Informatica e banche dati (Lavori 13, 24, 25, 28, 33-35, 37 dell'elenco Pubblicazioni in forma estesa)
L'utilizzo del personal computer nelle ricerche in campo biochimico va progressivamente progredendo fino a far diventare questo strumento indispensabile sia per lo svolgimento di operazioni complesse e routinarie, sia per la gestione di banche dati di sequenze di proteine ed acidi nucleici. I risultati ottenuti in questo campo si concretizzano nella messa a punto di un algoritmo per la gestione di un data base di sequenze di proteine che consente di cercare molto velocemente una qualunque sequenza contro tutto il data base, permettendone una rapida classificazione .
L'uso dei moderni sequenziatori automatici per la determinazione della struttura primaria di proteine richiede tempi generalmente brevi, tuttavia c’è la sempre crescente necessità di ottenere risultati attendibili e verificabili nel minor tempo possibile. A tal fine sono stati disegnati tre diversi algoritmi che utilizzano dati di sequenza ottenuti da miscele di peptidi evitando, così, la purificazione ad omogeneità dei frammenti derivanti da digestioni proteolitiche. Inoltre, è stato anche proposto un altro algoritmo che determina la mappa di frammentazione di una proteina di sequenza nota in base all’agente idrolitico utilizzato. Quest’ultimo algoritmo è stato anche validato sperimentalmente verificando la presenza di alcune proteasi nell'intestino di un insetto parassita delle piante (Heliotis zea) e nei brodi di cultura di un fungo ligninolitico (Trametes trogii). Infine è stato anche messo a punto un programma che consente di localizzare i ponti disolfuro presenti nelle proteine utilizzando dati di spettrometria di massa delle miscele peptidiche derivanti dall'idrolisi della proteina nativa di interesse.
Altre tematiche (Lavori 14, 23, 29, 36, 49 dell'elenco Pubblicazioni in forma estesa)

Durante il corso della sua carriera scientifica la sottoscritta ha avuto modo di collaborare con altri gruppi di ricerca interessati alla caratterizzazione strutturale e funzionale di proteine di particolare importanza.

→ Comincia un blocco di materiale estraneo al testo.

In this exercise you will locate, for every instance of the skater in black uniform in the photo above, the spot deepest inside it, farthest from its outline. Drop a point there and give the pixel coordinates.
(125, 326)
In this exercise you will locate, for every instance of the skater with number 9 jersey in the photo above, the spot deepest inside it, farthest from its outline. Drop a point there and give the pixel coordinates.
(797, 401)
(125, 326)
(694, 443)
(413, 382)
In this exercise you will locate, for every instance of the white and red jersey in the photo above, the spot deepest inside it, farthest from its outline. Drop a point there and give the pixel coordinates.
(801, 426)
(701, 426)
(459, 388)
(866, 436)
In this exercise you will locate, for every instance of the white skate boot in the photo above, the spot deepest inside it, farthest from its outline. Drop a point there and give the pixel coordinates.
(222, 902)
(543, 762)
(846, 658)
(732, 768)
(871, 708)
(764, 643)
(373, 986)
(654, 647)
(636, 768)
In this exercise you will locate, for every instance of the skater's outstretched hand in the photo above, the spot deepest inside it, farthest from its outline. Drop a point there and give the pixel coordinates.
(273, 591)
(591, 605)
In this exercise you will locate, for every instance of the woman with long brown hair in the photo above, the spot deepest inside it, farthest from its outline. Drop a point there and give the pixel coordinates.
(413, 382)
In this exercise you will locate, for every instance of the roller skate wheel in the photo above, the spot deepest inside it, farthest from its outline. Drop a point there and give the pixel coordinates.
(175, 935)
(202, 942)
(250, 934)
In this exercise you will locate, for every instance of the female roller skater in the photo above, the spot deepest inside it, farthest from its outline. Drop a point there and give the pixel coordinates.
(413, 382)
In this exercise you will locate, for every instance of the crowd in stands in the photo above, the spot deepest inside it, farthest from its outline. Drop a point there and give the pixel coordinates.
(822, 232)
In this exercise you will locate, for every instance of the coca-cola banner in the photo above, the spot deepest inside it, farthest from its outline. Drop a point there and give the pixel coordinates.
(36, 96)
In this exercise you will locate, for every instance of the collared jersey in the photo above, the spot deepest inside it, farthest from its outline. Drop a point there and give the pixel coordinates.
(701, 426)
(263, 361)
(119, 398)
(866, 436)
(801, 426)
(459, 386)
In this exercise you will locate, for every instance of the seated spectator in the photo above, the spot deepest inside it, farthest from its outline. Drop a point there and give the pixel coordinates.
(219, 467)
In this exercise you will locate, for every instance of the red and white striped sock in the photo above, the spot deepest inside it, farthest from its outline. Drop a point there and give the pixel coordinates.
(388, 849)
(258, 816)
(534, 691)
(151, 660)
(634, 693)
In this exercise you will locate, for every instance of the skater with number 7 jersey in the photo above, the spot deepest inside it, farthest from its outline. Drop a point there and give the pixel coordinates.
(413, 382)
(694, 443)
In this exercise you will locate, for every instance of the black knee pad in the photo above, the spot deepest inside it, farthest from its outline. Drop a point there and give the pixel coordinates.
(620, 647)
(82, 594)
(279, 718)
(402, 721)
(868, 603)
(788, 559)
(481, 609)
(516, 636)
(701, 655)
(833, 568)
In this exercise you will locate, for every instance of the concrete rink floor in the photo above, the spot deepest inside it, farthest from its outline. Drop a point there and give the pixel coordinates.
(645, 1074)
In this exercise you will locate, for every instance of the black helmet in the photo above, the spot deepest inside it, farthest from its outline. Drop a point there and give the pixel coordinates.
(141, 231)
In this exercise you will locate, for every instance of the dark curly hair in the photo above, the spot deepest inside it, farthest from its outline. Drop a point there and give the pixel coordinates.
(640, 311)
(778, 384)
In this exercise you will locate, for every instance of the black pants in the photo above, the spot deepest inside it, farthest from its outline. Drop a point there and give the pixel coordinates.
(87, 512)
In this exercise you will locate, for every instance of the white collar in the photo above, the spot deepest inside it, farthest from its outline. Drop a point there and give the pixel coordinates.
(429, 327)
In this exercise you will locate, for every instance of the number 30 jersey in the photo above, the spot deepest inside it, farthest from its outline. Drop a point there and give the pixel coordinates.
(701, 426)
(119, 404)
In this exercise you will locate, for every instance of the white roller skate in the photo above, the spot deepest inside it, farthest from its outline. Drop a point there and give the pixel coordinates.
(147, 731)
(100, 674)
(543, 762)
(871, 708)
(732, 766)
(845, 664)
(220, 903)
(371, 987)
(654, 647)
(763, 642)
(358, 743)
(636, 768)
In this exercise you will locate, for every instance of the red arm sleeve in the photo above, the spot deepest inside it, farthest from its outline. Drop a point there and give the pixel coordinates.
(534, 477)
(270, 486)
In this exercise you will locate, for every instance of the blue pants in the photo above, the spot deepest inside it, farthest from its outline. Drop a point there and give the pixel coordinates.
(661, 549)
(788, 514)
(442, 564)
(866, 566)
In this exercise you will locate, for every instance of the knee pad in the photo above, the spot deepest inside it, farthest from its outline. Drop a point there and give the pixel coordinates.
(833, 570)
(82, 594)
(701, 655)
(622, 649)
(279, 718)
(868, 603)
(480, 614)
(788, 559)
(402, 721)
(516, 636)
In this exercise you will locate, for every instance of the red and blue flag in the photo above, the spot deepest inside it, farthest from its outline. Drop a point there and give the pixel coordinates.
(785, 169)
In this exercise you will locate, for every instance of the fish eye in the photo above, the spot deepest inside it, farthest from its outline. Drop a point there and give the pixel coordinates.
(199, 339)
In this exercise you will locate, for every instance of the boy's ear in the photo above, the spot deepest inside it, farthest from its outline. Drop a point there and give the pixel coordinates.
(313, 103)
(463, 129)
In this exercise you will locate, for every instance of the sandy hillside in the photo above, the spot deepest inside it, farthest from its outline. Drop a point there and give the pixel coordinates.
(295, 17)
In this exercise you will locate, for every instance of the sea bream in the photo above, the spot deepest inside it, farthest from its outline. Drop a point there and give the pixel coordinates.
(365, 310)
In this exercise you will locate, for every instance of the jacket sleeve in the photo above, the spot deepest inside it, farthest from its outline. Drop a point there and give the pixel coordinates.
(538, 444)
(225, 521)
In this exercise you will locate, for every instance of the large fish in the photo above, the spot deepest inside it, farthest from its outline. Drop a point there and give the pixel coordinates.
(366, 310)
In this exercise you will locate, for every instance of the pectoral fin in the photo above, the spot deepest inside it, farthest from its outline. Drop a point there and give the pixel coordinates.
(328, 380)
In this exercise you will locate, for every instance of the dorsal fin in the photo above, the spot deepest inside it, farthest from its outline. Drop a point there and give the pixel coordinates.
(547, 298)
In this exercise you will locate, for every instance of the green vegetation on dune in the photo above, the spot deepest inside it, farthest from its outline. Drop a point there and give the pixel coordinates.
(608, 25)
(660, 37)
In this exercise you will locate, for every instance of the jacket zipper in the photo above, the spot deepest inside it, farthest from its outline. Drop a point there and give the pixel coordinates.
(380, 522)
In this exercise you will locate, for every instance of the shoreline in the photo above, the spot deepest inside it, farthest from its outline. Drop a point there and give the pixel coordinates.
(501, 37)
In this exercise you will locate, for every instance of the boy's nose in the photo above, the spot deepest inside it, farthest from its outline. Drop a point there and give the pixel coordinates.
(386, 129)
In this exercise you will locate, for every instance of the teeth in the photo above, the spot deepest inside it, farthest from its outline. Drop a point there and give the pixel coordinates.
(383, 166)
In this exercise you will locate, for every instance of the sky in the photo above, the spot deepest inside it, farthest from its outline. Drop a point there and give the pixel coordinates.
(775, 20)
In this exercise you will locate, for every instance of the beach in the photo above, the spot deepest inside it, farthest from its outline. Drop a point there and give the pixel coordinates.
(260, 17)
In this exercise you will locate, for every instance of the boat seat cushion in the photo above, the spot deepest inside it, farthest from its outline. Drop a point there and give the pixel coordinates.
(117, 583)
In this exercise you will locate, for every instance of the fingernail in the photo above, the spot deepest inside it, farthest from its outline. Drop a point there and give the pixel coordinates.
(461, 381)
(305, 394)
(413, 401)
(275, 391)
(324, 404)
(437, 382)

In particolare, sono stati effettuati degli studi:
1.    sulla proteina CH21, proteina embrionale di pollo regolata durante lo sviluppo che é coinvolta nel controllo del differenziamento cellulare;
2.    sulla catalasi da Bacillus subtilis che svolge un ruolo protettivo contro stress ossidativi;
3.    sulle laccasi di Trametes trogii che sono molto utili per la comprensione dei meccanismi che i funghi usano per degradare polimeri naturali usati come nutrienti;
4.    sulla proteina SV-4 secreta dall’epitelio delle vescicole seminali di ratto. Questa proteina è particolarmente interessante per le sue molteplici caratteristiche funzionali; essa è, infatti, dotata di attività immunomodulatoria, anti-infiammatoria e procoagulante.